“NAUSCOPIE” of writing

“NAUSCOPIE” (the alleged capacity to detect the appearance of a sailing ship beyond the horizon by visual means only) and my own feeling that I can detect good and bad writing –discern the one from the other– by merely looking at it: that is, not by reading or comprehending it, but just looking at the words as one might look at a drawing to discern whether it is good or bad. Nauscopie of writing: by which art the space between the words indicate the quality of the writing.

As ridiculous as this sounds, and surely is, I remain half serious about it, having noticed about my bad writing a certain ‘look’ — though by ‘good and bad’ probably something like ‘amateur’ and ‘professional’ is meant, or ‘beginning and advanced student’, rather than the more or less interesting works of a professional, for example. As if the spacing of words held a clue. (Could I tell from looking at a latin text, which I don’t understand, which was the work of Horace and which the work of a Roman teenager? Or does my special ability of logoscopie apply only to English?)

In sum, I don’t think I could distinguish between the major and minor works of Kant, or between the stronger and weaker arguments of a supreme court case just by looking, but perhaps between the work of a better and worse student? or the work of a student when he has tried more and tried less?

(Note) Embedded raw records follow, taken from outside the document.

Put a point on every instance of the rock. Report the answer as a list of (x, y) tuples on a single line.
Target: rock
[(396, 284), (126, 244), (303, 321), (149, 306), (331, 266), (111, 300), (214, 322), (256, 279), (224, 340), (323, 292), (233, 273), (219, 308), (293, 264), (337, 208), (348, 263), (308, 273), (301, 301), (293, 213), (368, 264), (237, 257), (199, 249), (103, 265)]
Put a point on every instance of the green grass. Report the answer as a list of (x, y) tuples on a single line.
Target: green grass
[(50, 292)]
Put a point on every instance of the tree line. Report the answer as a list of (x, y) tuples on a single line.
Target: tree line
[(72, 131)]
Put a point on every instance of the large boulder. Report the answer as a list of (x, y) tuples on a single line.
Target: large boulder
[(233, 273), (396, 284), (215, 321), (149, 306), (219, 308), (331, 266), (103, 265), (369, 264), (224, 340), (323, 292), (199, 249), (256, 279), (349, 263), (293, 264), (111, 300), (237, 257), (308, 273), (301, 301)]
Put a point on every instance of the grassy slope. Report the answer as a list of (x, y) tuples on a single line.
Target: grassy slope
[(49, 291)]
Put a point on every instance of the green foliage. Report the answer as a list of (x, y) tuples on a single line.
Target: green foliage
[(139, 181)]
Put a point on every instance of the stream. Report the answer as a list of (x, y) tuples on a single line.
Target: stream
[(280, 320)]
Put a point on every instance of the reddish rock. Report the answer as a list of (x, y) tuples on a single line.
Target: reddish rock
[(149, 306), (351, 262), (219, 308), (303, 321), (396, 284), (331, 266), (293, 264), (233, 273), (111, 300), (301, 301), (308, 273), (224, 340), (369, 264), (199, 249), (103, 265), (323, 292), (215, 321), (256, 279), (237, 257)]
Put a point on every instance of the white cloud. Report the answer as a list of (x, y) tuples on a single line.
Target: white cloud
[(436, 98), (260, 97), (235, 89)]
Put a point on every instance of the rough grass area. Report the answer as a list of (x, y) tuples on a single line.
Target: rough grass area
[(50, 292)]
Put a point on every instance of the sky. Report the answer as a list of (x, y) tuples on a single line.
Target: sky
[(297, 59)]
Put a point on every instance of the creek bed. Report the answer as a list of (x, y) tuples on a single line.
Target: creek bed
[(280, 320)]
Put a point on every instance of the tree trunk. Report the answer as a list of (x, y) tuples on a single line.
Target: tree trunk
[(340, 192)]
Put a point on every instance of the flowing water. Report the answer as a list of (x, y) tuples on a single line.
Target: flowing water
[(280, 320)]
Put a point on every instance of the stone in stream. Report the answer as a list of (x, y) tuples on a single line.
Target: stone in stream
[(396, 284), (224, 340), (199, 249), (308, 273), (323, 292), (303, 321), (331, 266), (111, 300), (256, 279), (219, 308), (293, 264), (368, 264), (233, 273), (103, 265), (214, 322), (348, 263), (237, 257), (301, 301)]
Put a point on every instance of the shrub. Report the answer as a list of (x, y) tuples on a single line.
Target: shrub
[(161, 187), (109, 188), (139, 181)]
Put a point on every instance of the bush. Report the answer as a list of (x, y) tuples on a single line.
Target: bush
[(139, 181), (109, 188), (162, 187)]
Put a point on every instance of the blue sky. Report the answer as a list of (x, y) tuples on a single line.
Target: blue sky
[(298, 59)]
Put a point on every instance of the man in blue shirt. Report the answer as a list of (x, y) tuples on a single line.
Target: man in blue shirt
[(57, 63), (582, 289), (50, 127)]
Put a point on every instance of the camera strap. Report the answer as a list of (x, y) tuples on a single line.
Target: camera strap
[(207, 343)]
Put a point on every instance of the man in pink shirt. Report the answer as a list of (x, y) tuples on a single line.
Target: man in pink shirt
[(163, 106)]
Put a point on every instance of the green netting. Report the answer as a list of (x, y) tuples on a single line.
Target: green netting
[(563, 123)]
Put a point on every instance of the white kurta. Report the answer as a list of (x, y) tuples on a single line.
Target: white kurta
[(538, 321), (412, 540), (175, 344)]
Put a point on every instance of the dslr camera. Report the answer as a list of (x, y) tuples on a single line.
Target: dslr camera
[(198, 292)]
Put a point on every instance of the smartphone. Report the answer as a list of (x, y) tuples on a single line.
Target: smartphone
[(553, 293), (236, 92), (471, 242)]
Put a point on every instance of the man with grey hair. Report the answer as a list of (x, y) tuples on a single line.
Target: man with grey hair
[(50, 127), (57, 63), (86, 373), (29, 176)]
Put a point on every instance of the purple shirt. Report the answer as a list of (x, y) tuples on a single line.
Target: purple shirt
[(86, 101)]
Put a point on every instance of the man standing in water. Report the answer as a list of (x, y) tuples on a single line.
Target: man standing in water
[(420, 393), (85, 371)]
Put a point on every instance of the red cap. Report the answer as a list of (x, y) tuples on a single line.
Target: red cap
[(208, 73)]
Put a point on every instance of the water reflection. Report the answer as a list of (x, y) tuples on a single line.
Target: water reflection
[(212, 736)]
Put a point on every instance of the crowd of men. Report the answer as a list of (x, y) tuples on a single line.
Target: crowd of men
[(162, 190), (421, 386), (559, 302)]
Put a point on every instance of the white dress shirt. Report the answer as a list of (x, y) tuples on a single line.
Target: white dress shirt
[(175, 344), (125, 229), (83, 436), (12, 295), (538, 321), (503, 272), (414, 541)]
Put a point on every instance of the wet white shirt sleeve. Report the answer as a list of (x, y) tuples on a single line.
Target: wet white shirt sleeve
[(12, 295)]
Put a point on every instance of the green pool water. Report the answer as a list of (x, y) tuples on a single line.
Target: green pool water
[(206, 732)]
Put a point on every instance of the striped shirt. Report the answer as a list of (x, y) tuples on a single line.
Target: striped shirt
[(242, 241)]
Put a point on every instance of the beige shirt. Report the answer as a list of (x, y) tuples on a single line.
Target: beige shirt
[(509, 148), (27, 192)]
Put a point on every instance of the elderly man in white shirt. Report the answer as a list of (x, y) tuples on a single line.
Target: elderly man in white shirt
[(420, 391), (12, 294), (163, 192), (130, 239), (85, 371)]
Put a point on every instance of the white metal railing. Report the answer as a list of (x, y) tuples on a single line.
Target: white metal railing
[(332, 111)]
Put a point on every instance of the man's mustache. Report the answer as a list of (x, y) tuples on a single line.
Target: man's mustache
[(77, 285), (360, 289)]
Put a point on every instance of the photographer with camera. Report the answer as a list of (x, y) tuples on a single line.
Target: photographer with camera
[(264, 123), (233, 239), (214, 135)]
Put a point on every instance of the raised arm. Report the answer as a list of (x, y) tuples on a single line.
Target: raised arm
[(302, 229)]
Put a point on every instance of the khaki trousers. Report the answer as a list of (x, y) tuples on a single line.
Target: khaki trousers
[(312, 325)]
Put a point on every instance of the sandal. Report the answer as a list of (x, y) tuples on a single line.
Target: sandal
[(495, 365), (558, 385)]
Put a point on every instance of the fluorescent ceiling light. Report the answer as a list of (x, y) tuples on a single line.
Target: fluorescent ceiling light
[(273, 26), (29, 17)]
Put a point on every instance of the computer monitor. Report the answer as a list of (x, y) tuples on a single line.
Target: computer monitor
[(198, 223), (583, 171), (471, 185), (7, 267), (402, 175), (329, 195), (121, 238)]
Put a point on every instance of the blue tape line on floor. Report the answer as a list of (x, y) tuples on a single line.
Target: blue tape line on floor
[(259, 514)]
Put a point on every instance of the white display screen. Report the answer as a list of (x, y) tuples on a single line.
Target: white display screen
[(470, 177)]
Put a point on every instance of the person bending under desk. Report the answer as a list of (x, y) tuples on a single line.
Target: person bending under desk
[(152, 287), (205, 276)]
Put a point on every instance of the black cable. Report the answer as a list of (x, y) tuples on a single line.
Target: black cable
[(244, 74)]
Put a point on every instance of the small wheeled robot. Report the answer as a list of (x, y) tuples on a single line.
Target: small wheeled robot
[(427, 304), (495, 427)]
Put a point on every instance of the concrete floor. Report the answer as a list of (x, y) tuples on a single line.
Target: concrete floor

This might be an interesting experiement: present subjects with the closing arguments of legal cases (or even the majority and dissenting opinions of supreme court cases) and ask them “just by looking” to say which they think has the stronger argument, and which they thought won the argument, and which argument they thought most agreed with their own sense of justice. (1) do their glances have any predictive power? (2) supposing not, how do their glances inform their judgment? (3) supposing so, is their glancing more predictive than their reading? That is, does their glance tell them more than their reading does?